The Employment Development Department (EDD) is responsible for payroll tax audits in California. Any business with operations in California could find themselves the subject of an EDD audit. This state organization is aggressive and will doggedly look for violations. Three things the EDD will look for during these audits include:
- Compliance with the CUIC. The auditor will review the business to see if its operations are in line with the California Unemployment Insurance Code (CUIC).
- Worker classification. The auditor will check to see that the business does not wrongly classifying employees as independent contractors.
- Proper reporting of payment to employees. The CUIC requires employers keep payroll records. Manual or computerized systems are allowed, depending on the needs of the business. The audit will dig into reporting to make sure it meets the state’s requirements.

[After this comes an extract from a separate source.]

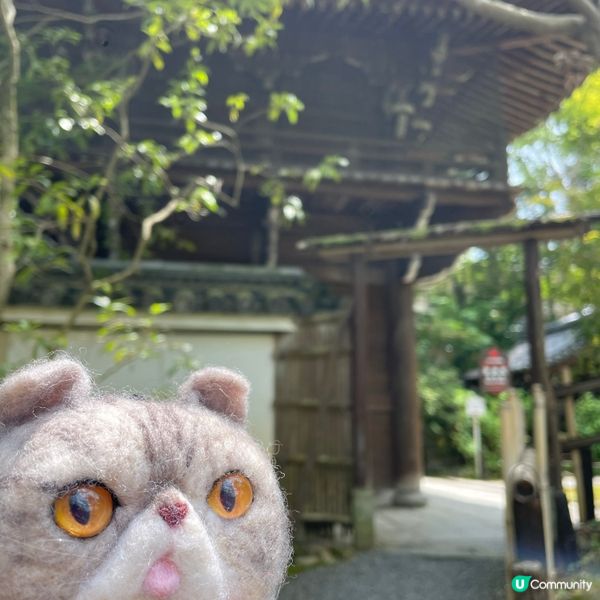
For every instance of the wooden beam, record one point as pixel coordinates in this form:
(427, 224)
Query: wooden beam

The auditor will also likely look into whether the business provides workers with benefits as required by law.
What is the process?
The process generally begins with an entrance interview. During this time, an auditor will explain the purpose of the audit and gather some basic information about the business. The auditor should also provide an opportunity to ask questions.
The auditor will then begin an audit, generally examining a test year. The test year is often the most recent calendar year. Depending on the results, the auditor may expand or conclude the audit.

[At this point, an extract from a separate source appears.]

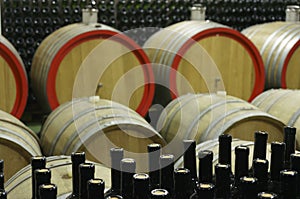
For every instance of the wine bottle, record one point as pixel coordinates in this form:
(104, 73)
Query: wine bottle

Upon conclusion of the audit, the EDD auditor will discuss their findings. This can happen in person or over the phone. You do not have to accept the findings of the auditor. You can push back. The first option is generally to request a pre-assessment conference with a supervisor. The second is to request a formal appeal.
You do not need to go through this process on your own. You have the right to legal representation during the audit and, if needed, during an appeal.
Is there anything else I should know?
An audit by the EDD is often just the beginning. This state organization has an agreement to share findings with the Internal Revenue Service (IRS). As such, this state audit could also trigger a federal tax audit.